Ich denke so an manche Beerdigungen. Da sind bei der einen Beerdigung Massen von Menschen. Das ist oft ein gutes Zeichen, dass ein Mann oder eine Frau ihr Leben sinnvoll gestaltet hat, dass er für andere da war, dass er seinen Einfluss zum Wohle der Brüder und Schwestern ausgenutzt hat. Aber es muss nicht sein. Da gibt es andere Beerdigungen, bei denen nur wenig Menschen da sind, oft nur ein einziger. Das Leben eines Menschen muss deswegen nicht weniger gelungen sein, vielleicht ist es sogar mehr gelungen. Denn bei Gott ist die Barmherzigkeit wichtig, die ich gezeigt habe, ob sie öffentlich bekannt wurde oder nicht.
Wenn ich meinen Mitmenschen nicht vergesse, mich ihm nicht verschlossen habe, sondern wenn ich mich ihm geöffnet habe, dann lebe ich mein Wesen. Dann lebe ich das Wesen Gottes, das Wesen Jesu, der sich für uns hingegeben hat. Wir können uns aber auch dem Wesen, der Liebe Gottes zu uns verschließen. Dann verschließen wir uns auch unseren Mitmenschen, wir wenden uns ab vom Mitmenschen und von Gott.

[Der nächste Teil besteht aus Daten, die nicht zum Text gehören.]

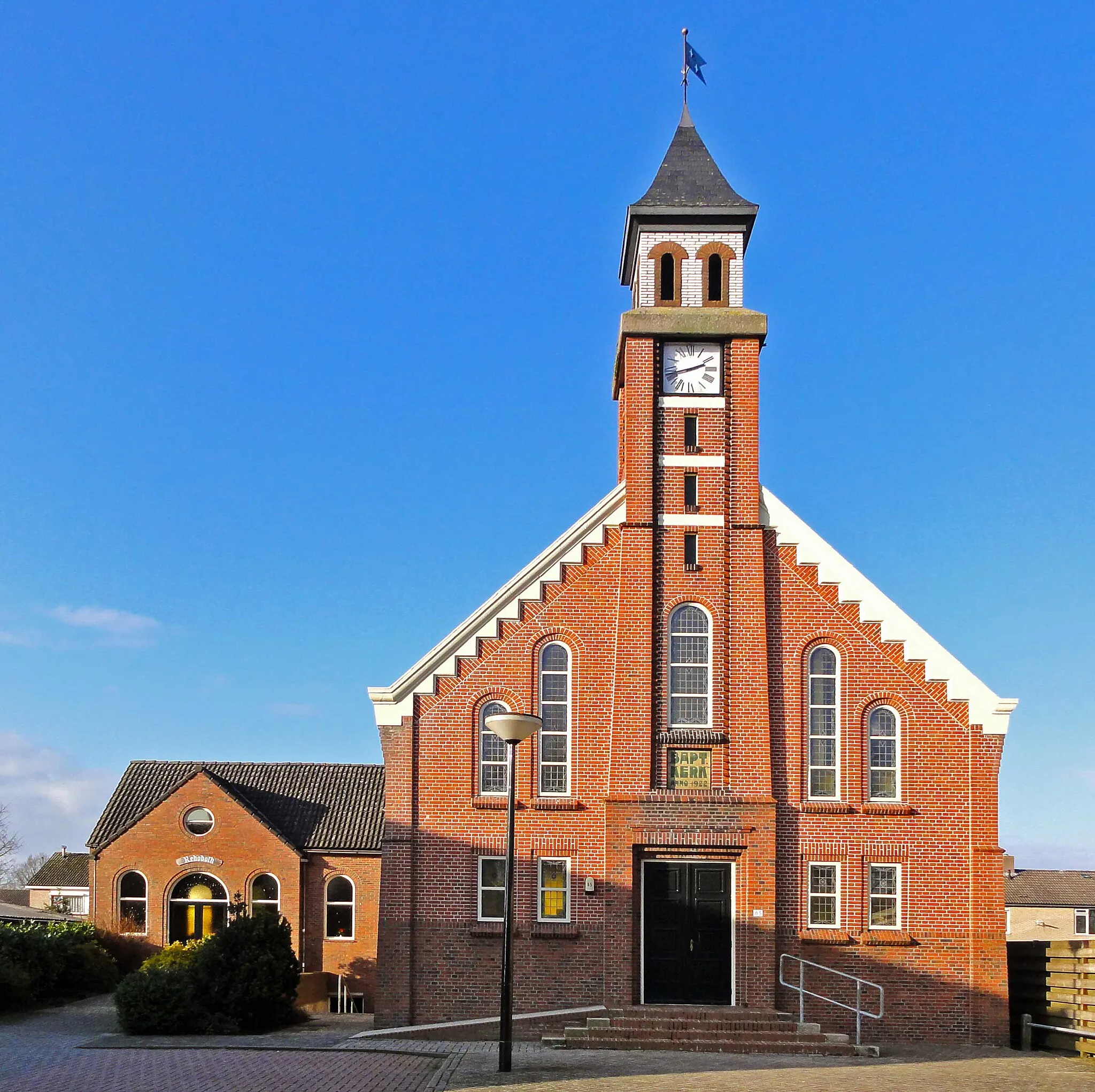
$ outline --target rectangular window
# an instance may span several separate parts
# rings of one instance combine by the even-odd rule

Ich kann nicht die Nöte der Welt beheben. Ich kann aber bereit sein, von dem, was mir im Leben an Guten zugekommen ist, zu teilen. Denn ich begegne in jedem Menschen Jesus Christus selbst, ganz besonders in dem, der meine Hilfe braucht. Das hat in einer sehr einprägsamen Weise Mutter Teresa einmal ausgedrückt. "Wir begegnen Jesus auf verschiedene Weise. In der Eucharistie begegnet er uns in der Gestalt des Brotes, hier in den Slums begegnet er uns im Armen und Notleidenden Menschen."
Lasst das Lied leben. Dann, so ist es uns heute verheißen, können auch wir hoffen, bei Gott zu leben und nicht getrennt von ihm. Möge jeder Gottesdienst uns dazu führen, Jesus im Wort zu begegnen und barmherzig zu werden, uns selbst gegenüber wie auch barmherzig zu anderen. Amen.